3.    Each of the parties (other than the Company) executing any of the Documents has duly and validly executed and delivered each of the Documents to which such party is a signatory, and such party’s obligations set forth therein are legal, valid and binding and are enforceable in accordance with all stated terms.

4.    All Documents submitted to us as originals are authentic. The form and content of all Documents submitted to us as unexecuted drafts do not differ in any respect relevant to this opinion from the form and content of such Documents as executed and delivered. All Documents submitted to us as certified or photostatic copies conform to the original documents. All signatures on all Documents are genuine. All public records reviewed or relied upon by us or on our behalf are true and complete. All representations, warranties, statements and information contained in the Documents are true and complete. There has been no oral or written modification of or amendment to any of the Documents, and there has been no waiver of any provision of any of the Documents, by action or omission of the parties or otherwise.

5.    The Shares will not be issued or transferred in violation of the restrictions on transfer and ownership set forth in Article VI of the Charter.

6.    Upon the issuance of any of the Settlement Shares, the total number of shares of Common Stock issued and outstanding will not exceed the total number of shares of Common Stock that the Company is then authorized to issue under the Charter.

Based upon the foregoing, and subject to the assumptions, limitations and qualifications stated herein, it is our opinion that:

1.    The Company is a corporation duly incorporated and existing under and by virtue of the laws of the State of Maryland and is in good standing with the SDAT.

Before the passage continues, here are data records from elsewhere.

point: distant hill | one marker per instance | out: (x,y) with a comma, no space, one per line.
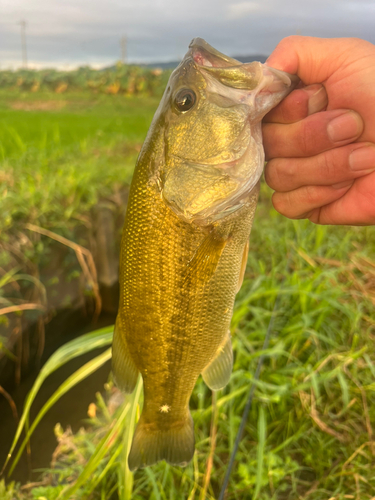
(174,64)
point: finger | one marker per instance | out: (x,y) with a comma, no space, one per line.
(356,207)
(331,167)
(313,135)
(300,203)
(299,104)
(314,59)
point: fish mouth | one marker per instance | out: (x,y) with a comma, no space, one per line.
(206,55)
(255,84)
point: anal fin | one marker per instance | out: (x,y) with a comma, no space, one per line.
(217,374)
(125,372)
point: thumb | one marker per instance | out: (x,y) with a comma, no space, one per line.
(314,60)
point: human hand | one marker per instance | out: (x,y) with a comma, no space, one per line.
(320,140)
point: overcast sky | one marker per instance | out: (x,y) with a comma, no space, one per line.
(69,33)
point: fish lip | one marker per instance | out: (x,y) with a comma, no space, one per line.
(204,54)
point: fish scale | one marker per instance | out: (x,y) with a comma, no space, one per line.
(190,211)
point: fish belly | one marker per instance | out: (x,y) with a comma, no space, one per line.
(171,327)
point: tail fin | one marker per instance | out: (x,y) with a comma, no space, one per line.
(175,444)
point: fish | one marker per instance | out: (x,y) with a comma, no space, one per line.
(186,240)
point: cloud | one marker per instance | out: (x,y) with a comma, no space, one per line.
(89,31)
(240,9)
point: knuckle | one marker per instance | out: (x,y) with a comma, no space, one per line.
(309,194)
(326,166)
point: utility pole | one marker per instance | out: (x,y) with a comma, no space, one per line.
(123,43)
(23,43)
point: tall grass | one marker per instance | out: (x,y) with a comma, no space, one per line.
(309,435)
(310,430)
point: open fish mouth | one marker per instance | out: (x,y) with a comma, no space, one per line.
(255,84)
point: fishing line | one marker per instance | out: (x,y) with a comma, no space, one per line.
(251,395)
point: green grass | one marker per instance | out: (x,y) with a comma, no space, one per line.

2.    The issuance of the Company Shares has been duly authorized and, when and to the extent issued against payment therefor in accordance with the Registration Statement, the Prospectus Supplement, the Resolutions and the Underwriting Agreement, the Company Shares will be validly issued, fully paid and nonassessable.

3.    The issuance of the Settlement Shares has been duly authorized and, when and to the extent issued against payment therefor in accordance with the Registration Statement, the Prospectus Supplement, the Resolutions and the Forward Sale Agreements, the Settlement Shares will be validly issued, fully paid and nonassessable.


Digital Realty Trust, Inc.

September 27, 2018

Page 4

 

The foregoing opinion is limited to the laws of the State of Maryland and we do not express any opinion herein concerning any other law. We express no opinion as to compliance with any federal or state securities laws, including the securities laws of the State of Maryland, or as to federal or state laws regarding fraudulent transfers. To the extent that any matter as to which our opinion is expressed herein would be governed by the laws of any jurisdiction other than the State of Maryland, we do not express any opinion on such matter. The opinion expressed herein is subject to the effect of judicial decisions which may permit the introduction of parol evidence to modify the terms or the interpretation of agreements.

The opinion expressed herein is limited to the matters specifically set forth herein and no other opinion shall be inferred beyond the matters expressly stated. We assume no obligation to supplement this opinion if any applicable law changes after the date hereof or if we become aware of any fact that might change the opinion expressed herein after the date hereof.

This opinion is being furnished to you for submission to the Commission as an exhibit to the Company’s Current Report on Form 8-K relating to the offering described in the Prospectus Supplement (the “Current Report”), which is incorporated by reference in the Registration Statement. We hereby consent to the filing of this opinion as an exhibit to the Current Report and the said incorporation by reference and to the use of the name of our firm therein. In giving this consent, we do not admit that we are within the category of persons whose consent is required by Section 7 of the 1933 Act.